The DNA of Search

The internet.  It's a big old place.  Full of stuff.  Files, stories, movies, music, pictures, news, reviews.  You name it, the internet has a virtual online version of it.  But how do you find what you want?  Via a search engine of course.

The search engine of choice is generally seen to be Google.  Obviously there are local variations to this, with Baidu in China for example and other more specialised engines such as ChaCha which focuses more on human analysis of the results instead of pure computational searching.   However, to generally get the most out of the internet you need to search, index and categorise what you want to view.

The basic idea behind a search engine is firstly for it to create an index of available web pages.  This index is created by automated robots or spiders, that crawl as many existing public web pages as possible, checking links and identifying the contents of the HTML pages to allow searches to be performed.

A user would then enter a list of keywords (sometimes combined with some operators such as AND, OR and NOT) to help explain what they are looking for.  The search engine scans it's index trying to perform a basic match.  The result set that the search engine returns, is then presented to the user.

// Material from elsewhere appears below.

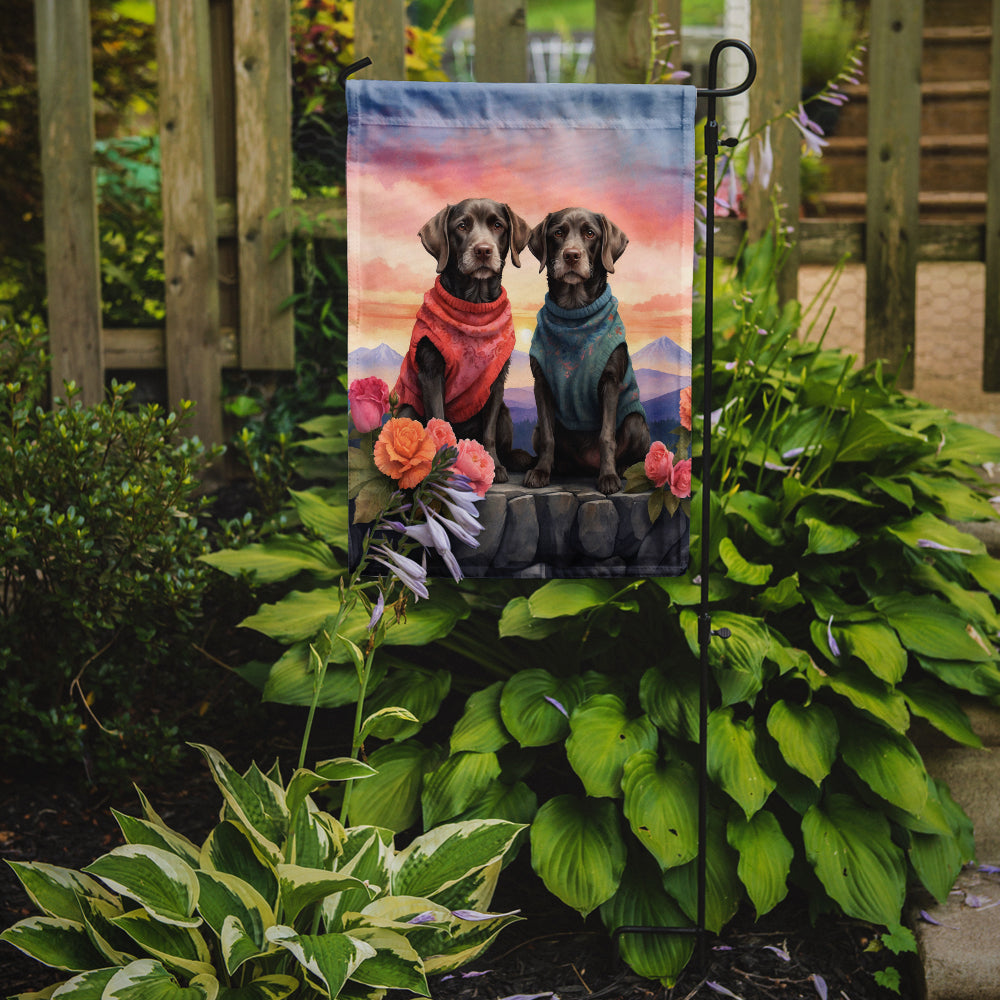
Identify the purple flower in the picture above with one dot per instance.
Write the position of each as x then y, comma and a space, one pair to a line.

Now this result set is the important part.  The result set could be quite small, in which case it's generally pretty easy for the person searching, to quickly validate and and discard any results which they deem to be inaccurate, inappropriate or just darn right bad.  However, in general, the result set will be too large to process by hand.  It could generally contain several thousands hits or sites that would need to be verified or ranked, based on their content.

Can you trust what you're looking for? (via morgueFile.com)


Most search engines will attempt to perform some basic ranking process.  The ranking could be based on using keywords that other humans have utilised programmatically over a period of time, or assigning values to index results such as the number of links within a site and so on.  Each search engine will have a proprietary way of ranking results data, which will result in different engines producing different results.

Many search engines will promote the idea of net neutrality which allows network services, responses and searches to be created unhindered and free from the likes of government, corporate or competitive interference.

But can a search engine be free from bias?  Many search engines utilise advertising to generate a revenue stream and do those advertise links cloud the true search result?  Google will identify a paid for link by tagging with the word 'sponsored' next to it to provide some clarity.

One other major form of search bias is based on previous user search history.  The idea behind this is to try and personalise the results set based on what the user has previously searched for and the subsequent websites they have clicked through to.  But this increased personalisation, whilst may have its benefits, starts to reduce the opportunity for new and random results.  The user becomes increasingly held within their own bubble of navigation and knowledge, not knowing what they don't know.

The main concern with such an approach, is that the end user has no real knowledge of the results ranking and parsing process, so they become unaware of other potentially valuable search results at their disposal.

It will be interesting to see over the coming years as the internet undoubtedly becomes larger and more diverse, whether search engine theory and the underlying ranking algorithms can become sophisticated enough to produce personalised content, whilst remaining open to the random and new.